One by one things fell into place.
- RFID technology got smaller and cheaper
- Telecom systems got faster and cheaper
- Mobile phones got smarter and faster
- Mobile operators got smarter and more flexible.
One day the RFID guy and the telecom guy looked at each other, said “Now!”, sold their soul to a software genius and started a whole new service industry, Microtracking.
Along the way they added data matrix barcodes and a host of other innovations to enable users to scan and track items using their mobile phones.
Over time it dawned on them that they were at the centre of the “BIG DATA” revolution. People around them were wondering what the “Internet of Things” was, and they found they could actually answer the question, and maybe earn a crust by providing information about things to organisations which would find it valuable to have insight into the whereabouts and status of their things as they were shipped around the globe.
Hot on the heels of this revelation came a call from the global retail giant Nestlé, who know a thing or two about using information to optimise their retail operations.
One thing led to another and the Microtracking Sales Intelligence Suite was born, which gives Nestlé unprecedented insight into their retail operations and allows them to make informed decisions based on real-time information.

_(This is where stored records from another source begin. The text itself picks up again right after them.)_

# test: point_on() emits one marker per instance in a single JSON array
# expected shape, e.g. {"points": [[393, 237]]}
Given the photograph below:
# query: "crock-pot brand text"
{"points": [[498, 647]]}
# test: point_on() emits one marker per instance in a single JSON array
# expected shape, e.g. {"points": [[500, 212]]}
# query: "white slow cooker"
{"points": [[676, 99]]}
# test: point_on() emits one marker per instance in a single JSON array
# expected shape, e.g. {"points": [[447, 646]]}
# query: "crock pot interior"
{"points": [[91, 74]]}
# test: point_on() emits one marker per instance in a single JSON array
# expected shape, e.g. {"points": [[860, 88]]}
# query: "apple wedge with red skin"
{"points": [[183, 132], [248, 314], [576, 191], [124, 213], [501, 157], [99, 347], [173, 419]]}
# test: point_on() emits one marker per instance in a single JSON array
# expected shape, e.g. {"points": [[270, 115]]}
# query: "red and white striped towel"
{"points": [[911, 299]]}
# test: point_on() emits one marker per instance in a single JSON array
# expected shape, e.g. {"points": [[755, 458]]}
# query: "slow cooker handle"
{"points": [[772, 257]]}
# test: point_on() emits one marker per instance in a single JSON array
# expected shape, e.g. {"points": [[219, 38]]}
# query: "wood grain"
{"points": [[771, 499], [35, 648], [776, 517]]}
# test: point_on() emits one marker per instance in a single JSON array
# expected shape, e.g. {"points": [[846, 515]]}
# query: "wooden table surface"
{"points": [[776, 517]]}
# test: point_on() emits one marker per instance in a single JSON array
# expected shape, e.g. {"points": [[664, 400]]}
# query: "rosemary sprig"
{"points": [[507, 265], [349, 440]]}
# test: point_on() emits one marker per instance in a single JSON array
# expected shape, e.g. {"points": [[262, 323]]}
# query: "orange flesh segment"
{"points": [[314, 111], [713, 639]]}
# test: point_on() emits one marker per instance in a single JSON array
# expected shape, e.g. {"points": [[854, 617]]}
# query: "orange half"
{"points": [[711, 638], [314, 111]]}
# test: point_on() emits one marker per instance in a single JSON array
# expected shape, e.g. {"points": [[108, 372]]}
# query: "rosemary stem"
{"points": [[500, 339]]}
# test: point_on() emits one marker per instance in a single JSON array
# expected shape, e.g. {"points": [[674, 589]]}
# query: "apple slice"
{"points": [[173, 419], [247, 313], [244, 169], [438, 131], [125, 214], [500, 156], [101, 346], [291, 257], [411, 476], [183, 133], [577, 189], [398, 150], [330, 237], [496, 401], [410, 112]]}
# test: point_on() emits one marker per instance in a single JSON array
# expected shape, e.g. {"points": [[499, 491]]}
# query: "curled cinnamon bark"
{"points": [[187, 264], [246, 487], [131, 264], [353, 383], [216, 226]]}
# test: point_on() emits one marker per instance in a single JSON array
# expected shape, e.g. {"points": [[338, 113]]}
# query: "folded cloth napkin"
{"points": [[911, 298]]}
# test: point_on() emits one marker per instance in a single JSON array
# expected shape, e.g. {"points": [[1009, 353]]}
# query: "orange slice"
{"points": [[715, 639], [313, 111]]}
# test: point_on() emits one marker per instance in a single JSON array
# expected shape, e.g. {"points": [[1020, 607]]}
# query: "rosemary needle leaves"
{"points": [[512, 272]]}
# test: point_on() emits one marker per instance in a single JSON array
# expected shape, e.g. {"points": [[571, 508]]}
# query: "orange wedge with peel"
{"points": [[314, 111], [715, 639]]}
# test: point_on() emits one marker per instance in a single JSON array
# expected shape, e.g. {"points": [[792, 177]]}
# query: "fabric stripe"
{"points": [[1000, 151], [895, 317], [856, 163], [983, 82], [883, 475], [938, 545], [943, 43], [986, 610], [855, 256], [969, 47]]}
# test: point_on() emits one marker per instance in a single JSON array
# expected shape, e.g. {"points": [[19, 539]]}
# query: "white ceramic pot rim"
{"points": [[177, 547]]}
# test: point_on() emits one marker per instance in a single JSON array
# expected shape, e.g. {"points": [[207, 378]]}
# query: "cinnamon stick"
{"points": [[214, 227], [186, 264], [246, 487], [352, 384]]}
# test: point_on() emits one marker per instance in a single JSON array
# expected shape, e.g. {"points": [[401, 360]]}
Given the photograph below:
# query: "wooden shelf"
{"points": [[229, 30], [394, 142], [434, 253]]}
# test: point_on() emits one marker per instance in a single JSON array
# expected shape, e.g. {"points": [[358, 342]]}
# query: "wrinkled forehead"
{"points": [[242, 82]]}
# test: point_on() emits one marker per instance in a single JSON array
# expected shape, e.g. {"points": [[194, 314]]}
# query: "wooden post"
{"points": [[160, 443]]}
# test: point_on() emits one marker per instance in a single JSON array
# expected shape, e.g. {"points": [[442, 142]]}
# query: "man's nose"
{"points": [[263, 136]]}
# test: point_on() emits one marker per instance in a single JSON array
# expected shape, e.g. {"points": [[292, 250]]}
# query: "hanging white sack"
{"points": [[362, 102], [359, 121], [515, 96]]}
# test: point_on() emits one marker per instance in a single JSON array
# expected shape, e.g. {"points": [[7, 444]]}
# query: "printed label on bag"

They are currently changing the retail industry forever and making sure consumers get what they want, when they want it, and they can tell where it has been; as well as providing large and small businesses with critical information from supply chains and sales floors with which they can streamline their operations and increase their profit margins.
When they have time the three partners still frequent the same pub, which is still unfashionable.